First things, first. Let’s load all the necessary libraries we’ll need.
library(tidyverse) # Load all the necessary tidy tools packages for data manipulation/cleaning
library(summarytools) # See summary of data
library(skimr) # View summary statistics
library(here) # Find current working directory and directories of files
library(janitor) # R functions to find duplicate values and create crosstables
library(glue) # paste text values togethers
You have one of two options to load survey data. You can use the File drop down, then click on Import Dataset, then From Text (readr) and follow the UI to import the data.
OR, if you know the file path, you can read the data set using the code below
#store the file path name
file_name <- "survey_file.csv"
#read in the survey data from the 'data' folder and name the dataframe `df`
df <- read_csv(here::here("data", file_name))
Let’s preview the survey data
# Uncomment this code to preview the data
# View(df)
We can see that the first two rows are unnecessary to reading the data. When we load the data, we can tell R to skip adding those first two lines into the data frame.
Try this with the Import UI, and/or try doing this by reading the readr documentation and writing your own code
?read_csv
df_raw <- read_csv(here::here("data", file_name),
skip = 2)
# View(df_raw)
We’ve managed to exclude the metadata from our data frame, but now the column names don’t seem to make sense…
What we’ll need to do instead is store the column names in a separate variable, then read it back in to the data frame.
# Store column names
df_names <- read_csv(here::here("data", file_name), n_max=0) %>% names()
# Read the entire file
df_raw <- read_csv(here::here("data", file_name),
col_names = df_names, # use df_names to title the columns
skip = 3) # skip the first three lines
# View(df_raw)
Let’s use skim() to get an overview of our data set
# Use this block to run skim on the `df` data frame
Now, let’s try using the package summarytools to view our data set. First try the function dfSummary(), then try view(dfSummary())
# dfSummary(df_raw)
# same output, but more readable in the Viewer pane
# view(dfSummary(df_raw))
What do you notice when looking at the report?
From the report you can see the min and max of the start dates for the survey, Q4 has some missing values, Q6 has missing values, 41% of the responses came from ci = 1, and there are 12 of the same emails in column e.

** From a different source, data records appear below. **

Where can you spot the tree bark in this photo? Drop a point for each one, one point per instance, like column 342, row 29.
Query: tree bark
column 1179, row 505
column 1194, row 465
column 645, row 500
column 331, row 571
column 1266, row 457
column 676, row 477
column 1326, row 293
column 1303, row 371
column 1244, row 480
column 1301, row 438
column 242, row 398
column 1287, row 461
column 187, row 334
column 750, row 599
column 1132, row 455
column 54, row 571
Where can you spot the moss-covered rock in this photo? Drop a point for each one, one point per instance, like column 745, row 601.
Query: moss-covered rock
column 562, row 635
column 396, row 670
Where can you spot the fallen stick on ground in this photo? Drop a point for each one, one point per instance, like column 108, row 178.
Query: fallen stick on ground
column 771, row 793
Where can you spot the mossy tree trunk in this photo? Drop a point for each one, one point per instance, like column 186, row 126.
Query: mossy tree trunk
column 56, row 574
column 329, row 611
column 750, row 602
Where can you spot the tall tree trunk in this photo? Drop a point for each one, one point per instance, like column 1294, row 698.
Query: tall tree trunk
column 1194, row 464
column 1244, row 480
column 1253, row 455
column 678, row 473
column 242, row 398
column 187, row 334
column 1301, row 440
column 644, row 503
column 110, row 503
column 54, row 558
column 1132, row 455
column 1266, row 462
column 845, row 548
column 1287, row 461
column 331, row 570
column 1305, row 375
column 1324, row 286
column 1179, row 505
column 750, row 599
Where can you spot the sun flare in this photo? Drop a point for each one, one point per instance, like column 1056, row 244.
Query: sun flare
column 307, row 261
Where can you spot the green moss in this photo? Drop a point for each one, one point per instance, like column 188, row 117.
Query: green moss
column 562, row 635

This report is helpful in seeing if there are any anomalies or large missing values in the data set. Sometimes this report will catch whether we’ve read the data incorrectly and stop us before we analyze a broken data set.
The column ci might not be easily understood by other people trying to read your code. Let’s rename the column to something that’s more readable.
df_raw <-
df_raw %>%
rename(city_id = ci)
#run names() to check the column names of the data set
names(df_raw)
## [1] "StartDate" "EndDate"
## [3] "Status" "IPAddress"
## [5] "Progress" "Duration (in seconds)"
## [7] "Finished" "RecordedDate"
## [9] "ResponseId" "RecipientLastName"
## [11] "RecipientFirstName" "RecipientEmail"
## [13] "ExternalReference" "LocationLatitude"
## [15] "LocationLongitude" "DistributionChannel"
## [17] "UserLanguage" "Q1"
## [19] "Q2" "Q3_1"
## [21] "Q3_2" "Q3_3"
## [23] "Q3_4" "Q3_5"
## [25] "Q3_6" "Q4"
## [27] "Q4_10_TEXT" "Q5"
## [29] "Q6" "Q6_4_TEXT"
## [31] "Q7_1" "Q7_2"
## [33] "Q7_3" "Q7_4"
## [35] "Q7_5" "Q7_6"
## [37] "Q7_6_TEXT" "Q8"
## [39] "city_id" "e"
From the summary report, it also looks like there are a few duplicate emails. Let’s count how many duplicates there are.
df_raw %>%
group_by(e) %>%
count() %>%
arrange(desc(n))
This time, let’s use the janitor package to find duplicate emails.
df_raw %>%
get_dupes(e)
Let’s delete the duplicate emails and keep the first response from the duplicated emails.
#Remove duplicate emails, keep the first submission date
df_raw <- df_raw %>%
group_by(e) %>%
slice(which.min(StartDate)) %>%
ungroup()
Let’s double check that we’ve removed all of the duplicates. We’d expect get_dupes() to return 0 rows.
df_raw %>%
get_dupes(e)
We can also see that the number of observations in df_raw is now 1025, meaning 32 of the duplicate emails have been removed.
We also have some demographic data of the respondents that lives in the data folder in the file called, “distinct_demos.csv”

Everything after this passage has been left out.